Prosa Dia 54: Dia dan Kita

Lihatlah dia,
duduk dipinggir jalan dengan kulitnya yang hhitam legam terpanggang matahari dan asap-asap knalpot truk-truk maha-besar. Kedua kakinya dibalut dengan perban sekenanya dan sewajarnya. Tidakkah kita lihat betapa mirisnya dunia ini sementara kita hanya bisa duduk di dalam mobil ber-AC dan menontonnya dari dalam kaca berfilm tebal?

Lihatlah dia,
peluhnya mengalir deras, semakin menambah legam kulitnya yang sebenarnya tinggal sekian sentimeter dari tulangnya.
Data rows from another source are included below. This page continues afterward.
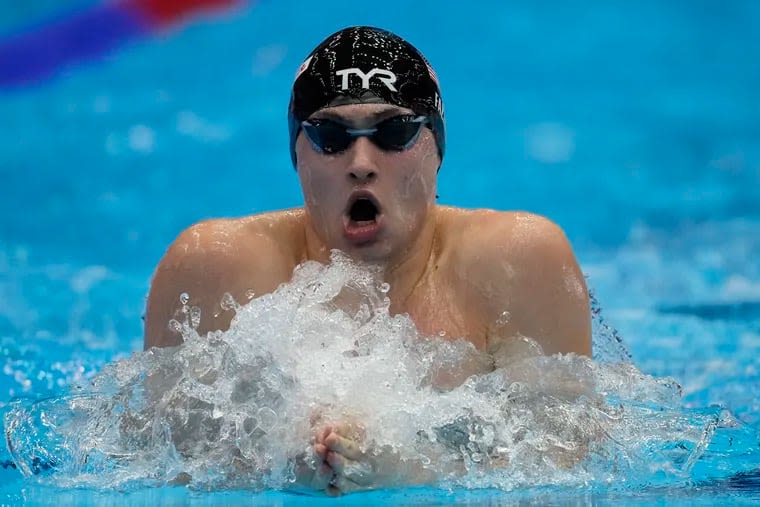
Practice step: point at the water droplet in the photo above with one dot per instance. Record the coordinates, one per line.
(175, 326)
(195, 317)
(228, 302)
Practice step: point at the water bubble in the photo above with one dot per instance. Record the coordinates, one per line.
(234, 408)
(195, 317)
(228, 303)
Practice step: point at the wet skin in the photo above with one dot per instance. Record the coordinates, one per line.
(487, 276)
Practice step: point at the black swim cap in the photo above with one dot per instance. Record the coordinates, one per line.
(362, 64)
Tahukah kita bahwa dia mungkin belum makan sejak kemarin sementara kita dengan lahapnya menyantap makanan siap saji yang sebenarnya mengandung berbagai zat kimia pembunuh manusia?

Lihatlah dia,
baju dan sarung kumal ia sandangkan di bahunya. Sesekali ia mengusap dahinya, sesekali pula ia mengibaskan topinya yang bertambal untuk sekedar menghalau terik. Tahukah kita, bahwa setiap keping logam yang kita lemparkan padanya sungguh sangat berarti bagi hidupnya besok, lusa dan seterusnya. Tahukah kita, bahwa setiap kali kursi roda itu bergerak untuk mengiba pada kita, adalah sebuah rizki yang harus dikejar untuk menghidupi dapur serta istri dan anak-anak yang tengah menunggu dirumah. Sementara kita hanya bisa meminta pada orang tua dengan membentak, marah-marah kepada bawahan karena kerja tidak maksimal, memeras uang rakyat hanya untuk membayar tiket pesawat eksklusif ke negeri seberang?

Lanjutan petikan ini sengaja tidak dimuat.